TOKYO-Prosecutors have questioned executives of major construction companies Shimizu Corp and Taisei Corp on a voluntary basis about alleged obstruction by Obayashi Corp in bidding on contracts for a massive maglev train project, sources close to the matter said Wednesday.
Those three major construction companies and Kajima Corp won contracts for 15 out of 22 construction projects involved in building an ultra high-speed train line making it possible to travel from Tokyo to Osaka in about an hour.
The special investigation squad of the Tokyo District Public Prosecutors Office has already quizzed Obayashi and Kajima executives over the alleged fraud in the bidding process that resulted in an Obayashi-led consortium winning a 9 billion yen contract in April 2016 to build an emergency exit.
The prosecutors will investigate whether there was also fraud in other tenders for the 9 trillion yen next-generation high-speed train project, the sources said.
When finished, Central Japan Railway Co will operate the world’s first project using superconducting magnetic levitation technology.

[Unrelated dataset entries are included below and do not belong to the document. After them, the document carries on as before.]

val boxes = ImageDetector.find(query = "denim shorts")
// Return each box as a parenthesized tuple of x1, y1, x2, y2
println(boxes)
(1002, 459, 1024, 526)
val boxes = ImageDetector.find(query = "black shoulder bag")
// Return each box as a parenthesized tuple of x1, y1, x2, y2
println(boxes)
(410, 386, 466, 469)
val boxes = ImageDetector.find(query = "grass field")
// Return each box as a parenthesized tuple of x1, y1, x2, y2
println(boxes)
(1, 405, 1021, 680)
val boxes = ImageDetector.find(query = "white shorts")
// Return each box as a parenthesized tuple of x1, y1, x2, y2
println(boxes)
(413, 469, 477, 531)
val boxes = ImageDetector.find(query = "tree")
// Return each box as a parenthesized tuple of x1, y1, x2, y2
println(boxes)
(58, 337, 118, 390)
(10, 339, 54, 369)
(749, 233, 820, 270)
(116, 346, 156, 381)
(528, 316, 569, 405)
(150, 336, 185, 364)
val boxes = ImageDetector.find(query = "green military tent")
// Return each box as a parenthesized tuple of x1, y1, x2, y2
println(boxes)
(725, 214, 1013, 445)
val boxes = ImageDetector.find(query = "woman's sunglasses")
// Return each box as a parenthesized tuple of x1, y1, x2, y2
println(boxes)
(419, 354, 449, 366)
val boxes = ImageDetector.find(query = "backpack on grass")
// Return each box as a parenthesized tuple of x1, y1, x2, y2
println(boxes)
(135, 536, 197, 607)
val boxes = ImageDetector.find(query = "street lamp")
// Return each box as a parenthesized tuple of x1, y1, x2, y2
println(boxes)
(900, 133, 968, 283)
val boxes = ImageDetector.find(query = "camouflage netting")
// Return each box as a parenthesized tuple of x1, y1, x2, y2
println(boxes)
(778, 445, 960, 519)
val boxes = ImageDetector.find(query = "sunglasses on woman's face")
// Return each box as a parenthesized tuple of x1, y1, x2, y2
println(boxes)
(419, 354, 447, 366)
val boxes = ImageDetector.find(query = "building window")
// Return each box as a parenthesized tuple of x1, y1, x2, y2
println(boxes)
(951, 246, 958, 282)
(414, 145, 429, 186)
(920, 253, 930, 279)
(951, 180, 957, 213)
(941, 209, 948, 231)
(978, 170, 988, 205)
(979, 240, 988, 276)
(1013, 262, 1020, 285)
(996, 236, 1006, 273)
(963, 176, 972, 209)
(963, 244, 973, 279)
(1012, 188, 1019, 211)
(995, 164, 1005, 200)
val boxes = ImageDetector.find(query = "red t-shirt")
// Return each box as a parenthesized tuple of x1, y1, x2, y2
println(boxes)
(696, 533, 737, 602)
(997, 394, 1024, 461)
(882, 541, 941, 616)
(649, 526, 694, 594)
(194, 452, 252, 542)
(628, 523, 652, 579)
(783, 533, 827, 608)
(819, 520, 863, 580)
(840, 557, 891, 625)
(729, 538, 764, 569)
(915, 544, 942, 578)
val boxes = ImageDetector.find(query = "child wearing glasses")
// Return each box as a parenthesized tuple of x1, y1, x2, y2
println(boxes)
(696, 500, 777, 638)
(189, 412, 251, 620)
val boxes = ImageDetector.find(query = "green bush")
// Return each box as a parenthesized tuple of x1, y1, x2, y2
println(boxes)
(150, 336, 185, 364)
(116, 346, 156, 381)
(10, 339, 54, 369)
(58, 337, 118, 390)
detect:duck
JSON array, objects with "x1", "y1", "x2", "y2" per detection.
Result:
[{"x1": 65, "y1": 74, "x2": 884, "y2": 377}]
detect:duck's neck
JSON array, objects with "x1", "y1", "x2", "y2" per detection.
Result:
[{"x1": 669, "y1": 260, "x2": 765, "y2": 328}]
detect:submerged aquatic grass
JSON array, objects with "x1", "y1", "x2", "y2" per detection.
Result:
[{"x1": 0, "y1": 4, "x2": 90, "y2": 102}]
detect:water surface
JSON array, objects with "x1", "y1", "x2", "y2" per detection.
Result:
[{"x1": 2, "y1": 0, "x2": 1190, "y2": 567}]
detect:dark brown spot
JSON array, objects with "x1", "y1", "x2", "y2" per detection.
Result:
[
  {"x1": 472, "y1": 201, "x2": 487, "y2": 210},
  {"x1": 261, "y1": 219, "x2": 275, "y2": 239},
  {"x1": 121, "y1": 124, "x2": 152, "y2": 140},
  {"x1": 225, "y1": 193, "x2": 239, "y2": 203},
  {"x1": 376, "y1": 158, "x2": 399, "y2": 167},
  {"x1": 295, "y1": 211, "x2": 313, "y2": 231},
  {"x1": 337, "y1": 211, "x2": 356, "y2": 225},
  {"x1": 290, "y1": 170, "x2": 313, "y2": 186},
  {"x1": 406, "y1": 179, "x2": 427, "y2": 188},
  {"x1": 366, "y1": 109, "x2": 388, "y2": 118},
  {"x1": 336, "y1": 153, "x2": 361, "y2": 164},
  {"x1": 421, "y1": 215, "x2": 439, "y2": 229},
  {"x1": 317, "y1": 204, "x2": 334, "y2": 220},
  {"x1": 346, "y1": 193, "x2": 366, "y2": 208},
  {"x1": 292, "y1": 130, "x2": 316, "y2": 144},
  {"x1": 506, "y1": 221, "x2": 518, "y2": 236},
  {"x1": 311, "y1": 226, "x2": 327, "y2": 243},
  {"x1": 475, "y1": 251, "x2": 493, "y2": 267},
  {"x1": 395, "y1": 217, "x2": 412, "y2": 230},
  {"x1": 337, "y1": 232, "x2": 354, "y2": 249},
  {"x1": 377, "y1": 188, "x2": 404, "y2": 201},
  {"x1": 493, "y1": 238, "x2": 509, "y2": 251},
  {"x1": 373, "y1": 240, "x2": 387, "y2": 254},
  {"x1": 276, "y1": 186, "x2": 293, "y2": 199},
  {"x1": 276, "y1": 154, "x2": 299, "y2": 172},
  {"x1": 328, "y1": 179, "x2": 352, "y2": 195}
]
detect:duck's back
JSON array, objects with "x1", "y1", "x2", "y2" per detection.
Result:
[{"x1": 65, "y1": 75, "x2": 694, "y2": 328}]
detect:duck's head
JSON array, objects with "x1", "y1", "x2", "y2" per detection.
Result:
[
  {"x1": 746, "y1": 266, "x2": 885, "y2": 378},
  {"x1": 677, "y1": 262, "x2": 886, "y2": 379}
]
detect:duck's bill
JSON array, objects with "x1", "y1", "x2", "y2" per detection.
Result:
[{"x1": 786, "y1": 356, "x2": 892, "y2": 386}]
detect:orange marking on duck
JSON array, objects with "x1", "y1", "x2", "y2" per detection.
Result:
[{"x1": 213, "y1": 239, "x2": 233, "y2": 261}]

The train will travel at a top speed of 500 kilometers per hour, much faster than current shinkansen bullet trains.
In 2015, JR Central issued a tender to build in Nagoya an emergency exit to be used in case of accident or fire. Obayashi and its joint venture partners Toda Corp and JR Tokai Construction Co won the contract following a two-phase screening.
Obayashi secured three more contracts while Kajima won three, and Shimizu and Taisei both won four contracts to build separate sections of the maglev train project.
The prosecutors searched the headquarters of Obayashi last week on suspicion of fraudulent obstruction of business. A 66-year-old vice president, who presides over Obayashi’s civil engineering unit, as well as other executives of the four major construction companies have been questioned voluntarily.
A JR Central official allegedly leaked bidding information such as estimated construction costs and details of other companies set to join the bid. Obayashi is suspected of getting other construction companies to submit higher bids, leading them to be ruled out, according to separate sources.
An Obayashi official denied the allegations during questioning, saying that Obayashi had not received confidential information from JR Central, according to a person familiar with the matter.
At a press conference Wednesday, JR Central President Koei Tsuge said, “We would like to make efforts to grasp (the situation) and observe the progress of the investigation.” But he declined to comment on suspected bidding information leak by a company official.
Tsuge said JR Central will advance the maglev train project as planned and does not expect any impact on the overall work.